Germain Katanga (DR.Congo) faces war crimes trial at The Hague

Former Congolese militiaman Germain Katanga listens to evidence during his trial at the International Criminal Court in The Hague. Katanga pleaded not guilty when he was accused of planning to wipe out an entire village as his soldiers killed civilians, raped women and enslaved child soldiers. (AFP/POOL/Michael Kooren)
Former Congolese militiaman Germain Katanga listens to evidence during his trial at the International Criminal Court in The Hague. Katanga pleaded not guilty when he was accused of planning to wipe out an entire village as his soldiers killed civilians, raped women and enslaved child soldiers. (AFP/POOL/Michael Kooren)

THE HAGUE (AFP) – Two Congolese militiamen pleaded not guilty on Tuesday as they were accused in The Hague of plotting to wipe out a village where their forces killed civilians, raped women and enslaved child soldiers.

Germain Katanga and Mathieu Ngudjolo Chui are responsible for some of the most serious crimes of concern to the international community,” prosecutor Luis Moreno-Ocampo told judges of the International Criminal Court as the trial opened.

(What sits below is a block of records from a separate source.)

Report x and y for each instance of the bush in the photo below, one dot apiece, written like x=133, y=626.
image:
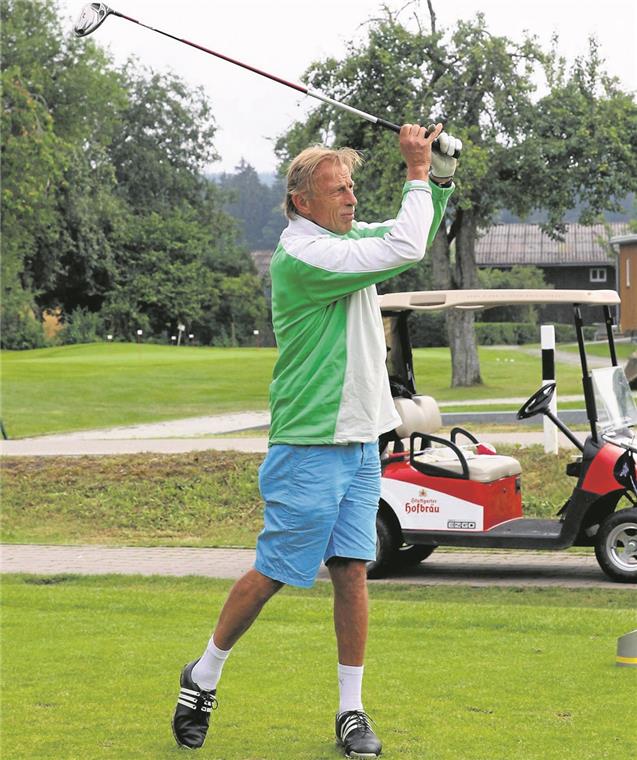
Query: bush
x=21, y=330
x=81, y=326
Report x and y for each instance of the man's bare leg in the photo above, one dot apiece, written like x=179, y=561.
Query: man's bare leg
x=242, y=607
x=349, y=577
x=353, y=730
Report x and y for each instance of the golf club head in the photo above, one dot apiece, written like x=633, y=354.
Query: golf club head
x=91, y=16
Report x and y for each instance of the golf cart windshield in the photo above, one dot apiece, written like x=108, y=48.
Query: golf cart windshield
x=616, y=410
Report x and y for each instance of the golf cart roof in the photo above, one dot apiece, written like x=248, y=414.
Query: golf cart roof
x=428, y=300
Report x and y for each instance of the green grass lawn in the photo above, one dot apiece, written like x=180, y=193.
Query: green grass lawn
x=99, y=385
x=453, y=673
x=198, y=499
x=70, y=388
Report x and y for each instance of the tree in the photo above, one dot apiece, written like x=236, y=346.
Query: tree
x=105, y=207
x=255, y=205
x=521, y=151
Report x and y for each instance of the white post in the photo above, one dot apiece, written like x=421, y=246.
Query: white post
x=547, y=340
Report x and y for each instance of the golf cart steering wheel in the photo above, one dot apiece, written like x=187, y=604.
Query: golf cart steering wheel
x=538, y=403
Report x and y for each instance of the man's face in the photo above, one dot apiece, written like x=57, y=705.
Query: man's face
x=332, y=203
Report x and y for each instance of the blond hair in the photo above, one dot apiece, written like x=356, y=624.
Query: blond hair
x=300, y=176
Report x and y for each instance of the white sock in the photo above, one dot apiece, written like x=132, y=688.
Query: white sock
x=207, y=671
x=350, y=684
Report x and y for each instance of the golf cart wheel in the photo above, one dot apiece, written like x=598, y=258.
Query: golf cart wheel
x=386, y=548
x=616, y=546
x=412, y=554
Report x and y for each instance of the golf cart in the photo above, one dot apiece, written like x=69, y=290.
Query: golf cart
x=456, y=491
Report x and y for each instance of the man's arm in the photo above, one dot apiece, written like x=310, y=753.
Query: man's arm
x=329, y=267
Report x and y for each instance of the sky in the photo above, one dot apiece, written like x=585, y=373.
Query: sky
x=284, y=37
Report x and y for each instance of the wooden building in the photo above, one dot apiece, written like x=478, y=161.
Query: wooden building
x=584, y=259
x=627, y=277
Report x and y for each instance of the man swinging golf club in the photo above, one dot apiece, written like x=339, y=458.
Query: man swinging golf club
x=330, y=400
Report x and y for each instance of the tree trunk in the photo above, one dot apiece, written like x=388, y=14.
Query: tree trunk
x=440, y=261
x=465, y=365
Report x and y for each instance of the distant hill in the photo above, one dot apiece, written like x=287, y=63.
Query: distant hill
x=627, y=213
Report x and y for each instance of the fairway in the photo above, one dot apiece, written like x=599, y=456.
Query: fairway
x=451, y=673
x=56, y=390
x=100, y=385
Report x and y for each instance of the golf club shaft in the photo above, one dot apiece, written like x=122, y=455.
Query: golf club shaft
x=299, y=88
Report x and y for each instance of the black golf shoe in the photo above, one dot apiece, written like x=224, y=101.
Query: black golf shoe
x=355, y=735
x=192, y=714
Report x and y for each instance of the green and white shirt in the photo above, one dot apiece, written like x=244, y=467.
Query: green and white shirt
x=330, y=385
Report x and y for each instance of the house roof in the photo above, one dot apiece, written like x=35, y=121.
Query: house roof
x=510, y=244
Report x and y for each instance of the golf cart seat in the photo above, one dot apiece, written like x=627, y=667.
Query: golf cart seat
x=421, y=419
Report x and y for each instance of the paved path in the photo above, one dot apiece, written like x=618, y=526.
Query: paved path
x=180, y=436
x=454, y=568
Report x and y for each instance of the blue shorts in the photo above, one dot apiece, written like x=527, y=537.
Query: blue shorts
x=320, y=502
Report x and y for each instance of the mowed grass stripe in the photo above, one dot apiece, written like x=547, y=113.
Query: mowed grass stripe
x=100, y=385
x=451, y=674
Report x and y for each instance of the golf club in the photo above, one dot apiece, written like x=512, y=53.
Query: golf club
x=93, y=16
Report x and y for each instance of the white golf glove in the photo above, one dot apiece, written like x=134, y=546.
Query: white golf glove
x=443, y=165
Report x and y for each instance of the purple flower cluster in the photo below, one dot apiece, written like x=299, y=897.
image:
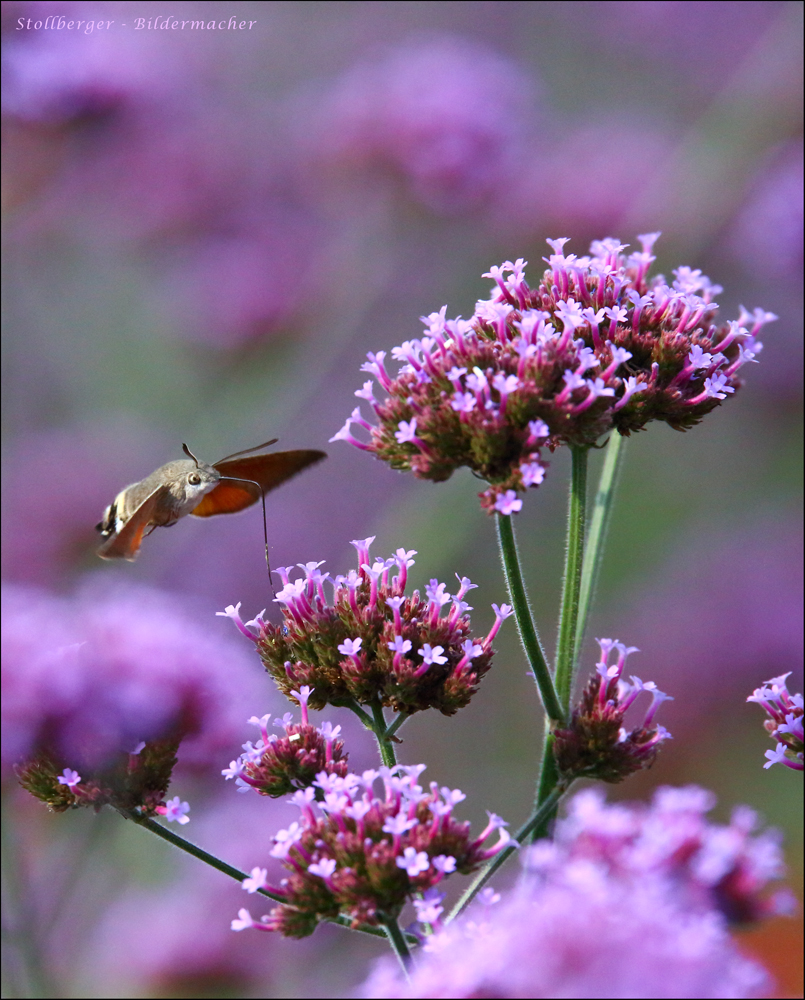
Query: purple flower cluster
x=595, y=744
x=785, y=711
x=134, y=783
x=373, y=644
x=627, y=901
x=363, y=855
x=276, y=765
x=88, y=677
x=596, y=347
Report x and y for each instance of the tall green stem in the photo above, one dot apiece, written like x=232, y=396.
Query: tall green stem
x=398, y=943
x=384, y=744
x=574, y=554
x=525, y=623
x=480, y=880
x=596, y=536
x=568, y=620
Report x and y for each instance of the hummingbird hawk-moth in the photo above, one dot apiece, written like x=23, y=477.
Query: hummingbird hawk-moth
x=188, y=486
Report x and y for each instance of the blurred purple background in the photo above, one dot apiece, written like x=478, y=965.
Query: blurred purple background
x=205, y=231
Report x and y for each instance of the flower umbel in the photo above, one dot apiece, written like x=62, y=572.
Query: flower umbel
x=595, y=744
x=363, y=855
x=785, y=711
x=277, y=765
x=373, y=643
x=596, y=347
x=133, y=783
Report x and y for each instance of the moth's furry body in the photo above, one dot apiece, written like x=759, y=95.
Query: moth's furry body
x=178, y=495
x=187, y=486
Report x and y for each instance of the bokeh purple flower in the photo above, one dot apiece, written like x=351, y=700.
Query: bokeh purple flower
x=627, y=901
x=91, y=676
x=446, y=114
x=784, y=725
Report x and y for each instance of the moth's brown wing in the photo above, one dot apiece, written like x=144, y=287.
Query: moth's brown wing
x=268, y=470
x=227, y=498
x=125, y=544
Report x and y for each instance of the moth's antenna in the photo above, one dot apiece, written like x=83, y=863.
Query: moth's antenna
x=232, y=479
x=248, y=451
x=189, y=453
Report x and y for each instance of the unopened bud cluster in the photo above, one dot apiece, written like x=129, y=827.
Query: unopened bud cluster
x=278, y=765
x=595, y=347
x=363, y=855
x=373, y=644
x=133, y=783
x=784, y=725
x=596, y=744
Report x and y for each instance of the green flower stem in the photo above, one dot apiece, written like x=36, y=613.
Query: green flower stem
x=367, y=720
x=538, y=817
x=237, y=874
x=385, y=745
x=525, y=623
x=574, y=554
x=397, y=724
x=566, y=648
x=398, y=943
x=599, y=524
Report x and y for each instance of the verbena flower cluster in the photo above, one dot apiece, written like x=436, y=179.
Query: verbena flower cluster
x=785, y=711
x=596, y=347
x=627, y=901
x=365, y=855
x=372, y=644
x=595, y=744
x=277, y=765
x=134, y=783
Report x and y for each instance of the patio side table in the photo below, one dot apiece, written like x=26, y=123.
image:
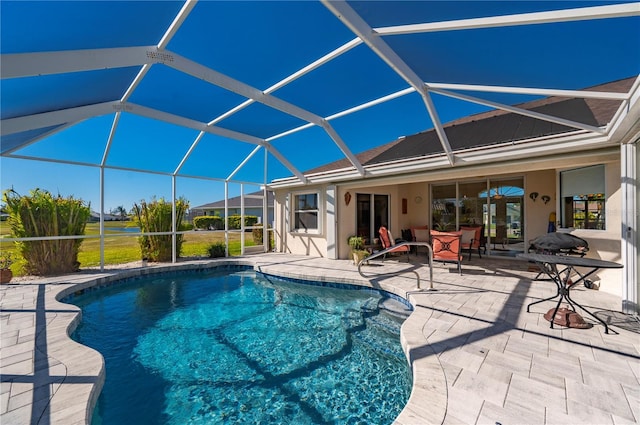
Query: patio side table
x=549, y=265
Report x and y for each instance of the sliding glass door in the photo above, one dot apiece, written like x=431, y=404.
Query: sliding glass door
x=496, y=204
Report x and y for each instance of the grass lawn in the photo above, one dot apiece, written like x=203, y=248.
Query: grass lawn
x=125, y=249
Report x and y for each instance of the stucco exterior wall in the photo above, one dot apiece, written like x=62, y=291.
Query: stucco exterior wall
x=606, y=244
x=536, y=220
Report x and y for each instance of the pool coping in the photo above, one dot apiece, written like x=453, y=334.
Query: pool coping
x=75, y=388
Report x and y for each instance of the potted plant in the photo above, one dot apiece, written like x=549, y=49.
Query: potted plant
x=6, y=260
x=356, y=243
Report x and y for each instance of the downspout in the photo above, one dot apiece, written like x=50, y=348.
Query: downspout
x=174, y=254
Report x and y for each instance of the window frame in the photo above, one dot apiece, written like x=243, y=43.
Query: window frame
x=588, y=197
x=294, y=211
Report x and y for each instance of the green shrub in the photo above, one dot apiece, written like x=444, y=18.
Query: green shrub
x=249, y=220
x=356, y=243
x=207, y=222
x=155, y=216
x=39, y=215
x=217, y=250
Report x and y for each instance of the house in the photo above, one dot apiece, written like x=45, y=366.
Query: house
x=508, y=170
x=252, y=206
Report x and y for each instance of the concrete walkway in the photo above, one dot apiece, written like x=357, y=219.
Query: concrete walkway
x=477, y=355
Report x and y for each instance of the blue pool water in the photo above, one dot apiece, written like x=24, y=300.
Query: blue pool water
x=236, y=347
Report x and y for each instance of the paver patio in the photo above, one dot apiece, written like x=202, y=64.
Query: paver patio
x=477, y=355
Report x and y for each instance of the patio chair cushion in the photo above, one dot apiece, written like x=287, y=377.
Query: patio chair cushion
x=421, y=235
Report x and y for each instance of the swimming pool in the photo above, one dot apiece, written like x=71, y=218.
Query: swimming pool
x=236, y=347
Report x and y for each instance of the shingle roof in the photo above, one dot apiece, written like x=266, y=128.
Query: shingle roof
x=497, y=126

“They used children as soldiers, they killed more than 200 civilians in a few hours, they raped women; girls and the elderly, they looted the entire village and they transformed women into sex slaves.”

Katanga, 31, and Ngudjolo, 39, stand accused of planning the attack on February 24, 2003 on the village of Bogoro in the Democratic Republic of Congo’s northeastern Ituri region.

The prosecution says more than 1,000 fighters of Katanga’s Patriotic Resistance Force in Ituri (FRPI) and Ngudjolo’s National Integrationist Front (FNI), many of them child soldiers, entered Bogoro in the early morning hours.

“The plan was to wipe out Bogoro,” said Moreno-Ocampo.

“They killed without distinction. Some were shot in their sleep. Some were cut up with machetes to preserve bullets. Others were burnt alive after their houses were set alight.

“Troops of the accused first raped and then killed women.”

The militia also captured children to swell their ranks of child soldiers, and took women as sex slaves.

The 6,000-strong population of the village was reduced by half as many fled, according to the prosecution.

“Germain Katanga and Mathieu Ngudjolo planned the attack, they were the top commanders of the troops that killed, raped and pillaged,” said Moreno-Ocampo.

Katanga and Ngudjolo responded “I plead not guilty” to each of the 10 charges of war crimes and crimes against humanity read out in court.

Katanga’s role, said his lawyer David Hooper, “was merely to defend his own people”, accusing neighbouring Uganda of fueling the Ituri conflict through its “plunder” of the area’s natural resources.

“The defence disputes that Germain Katanga … planned the attack or that he participated in it,” said Hooper.

Jean-Pierre Kilenda, for Ngudjolo, said his client had a “clear conscience” and “was never involved personally or through intermediaries in the attack on Bogoro.”

Until the attack, Bogoro had been controlled by rival Thomas Lubanga’s Union of Congolese Patriots (UPC), which Katanga and Ngudjolo claim was backed by Uganda — blocking FRPI and FNI fighters from the road to the key city of Bunia.

The two accused are of Lendu and Ngiti ethnicity, while the Bogoro inhabitants were mostly Hema. Rival Lubanga’s war crimes trial, the ICC’s first, started in January.

Non-governmental bodies claim that inter-ethnic and militia violence in Ituri is about control of the area’s rich mineral resources and has claimed 60,000 lives since 1999.

“The victims have been waiting for more than six years for justice,” said Jean-Louis Gilissen, a legal representative for ten former child soldiers granted victim status by the court.

“These children do not understand what happened; their childhood snatched away for a descent into hell.”

Fidel Luvengika, who represents about 330 other victims at trial, said his clients “lost everything. This is not due to a natural disaster, but as a result of human actions”.

His clients expected the court to help discover the truth of what happened, Luvengika said, to punish those responsible and to determine reparations to be paid.

Katanga was surrendered by the DR Congo government to the ICC in October 2007, while Ngudjolo was arrested and sent to The Hague in February 2008.

Their trial is the ICC’s second and its first for murder since opening as the world’s first permanent and independent war crimes tribunal in 2002.